Em meio à ausência de programas sociais de habitação e agravamento da crise econômica com a pandemia do coronavírus (Covid-19), a ocupação de Áreas Públicas de Proteção Permanente (APP) se intensificou e registrou um "boom" nas duas últimas semanas, informou a Prefeitura.

A última entrega de residências pela CDHU - empresa ligada ao governo do Estado - ocorreu no ano de 2006. Na ocasião, foram entregues os empreendimentos Jundiapeba I e II, Vila Nova Aparecida e parte do Conjunto Toyama, beneficiando um total de 1.020 famílias. Ao todo, existem 4.600 unidades da CDHU na cidade.

Também sem participação em Mogi desde novembro de 2019, o governo federal, por meio do programa Minha Casa Minha Vida, não realizou mais nenhuma entrega de casas para as famílias mogianas. No beneficiamento mais recente, 520 famílias ganharam um lar e entraram para a contagem das 5.240 unidades do programa na cidade.

Repercussão

O tema voltou a ganhar destaque após a repercussão da demolição de casas no Jardim Planalto e Aeroporto III, na quinta-feira passada, quando, por meio de uma live nas redes sociais que alcançou 700 mil visualizações, uma moradora se revoltou com a ação da Prefeitura e questionou a legitimidade da ação.

Sobre a ausência de novas moradias populares em Mogi, o Executivo municipal explicou que está em busca de terrenos para a construção de unidades habitacionais e também em tratativas com o governos estaduais e federais. "Buscamos apoio técnico e financeiro para viabilizar a construção de novas moradias populares na cidade, para poder atender a demanda local", declarou.
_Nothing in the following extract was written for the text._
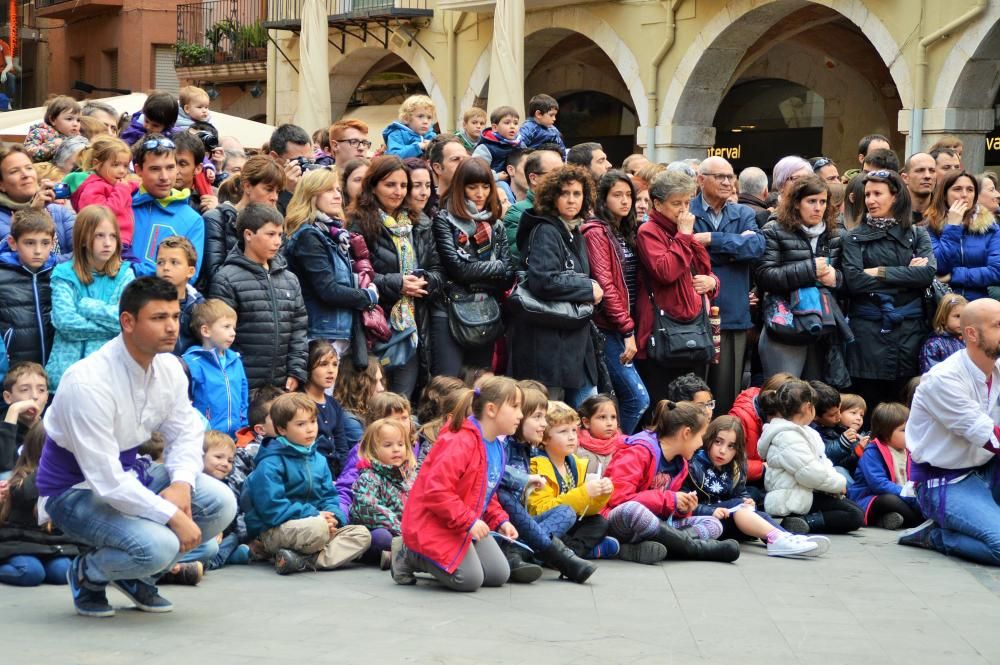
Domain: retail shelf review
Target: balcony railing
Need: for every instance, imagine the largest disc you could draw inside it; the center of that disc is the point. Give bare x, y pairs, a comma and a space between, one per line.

A falta de política habitacional e diminuição do poder aquisitivo da classe trabalhadora em decorrência da crise econômica, são fatores que podem explicar a intensificação do processo de ocupação de áreas de preservação no município. Além disso, em meio ao desespero, falsos corretores estariam se aproveitando da situação para vender lotes irregulares, o baixo valor dos terrenos é um dos principais atrativos. De acordo com uma denúncia anônima recebida pelo grupo Mogi News, alguns lotes estariam sendo negociados por cerca de R$ 15 mil.

Regularização

Como em vários locais a ocupação já se encontra estabelecida há anos, a Coordenadoria Municipal de Habitação informou que está dando andamento a diversos processos de regularização fundiária. "Já foram regularizados 15 núcleos habitacionais, além de um conjunto habitacional (CDHU Vila Cléo), totalizando 2.591 unidades habitacionais regularizadas. Considerando os vários núcleos e conjuntos habitacionais em processo de regularização, serão aproximadamente 6 mil famílias beneficiadas", explicou.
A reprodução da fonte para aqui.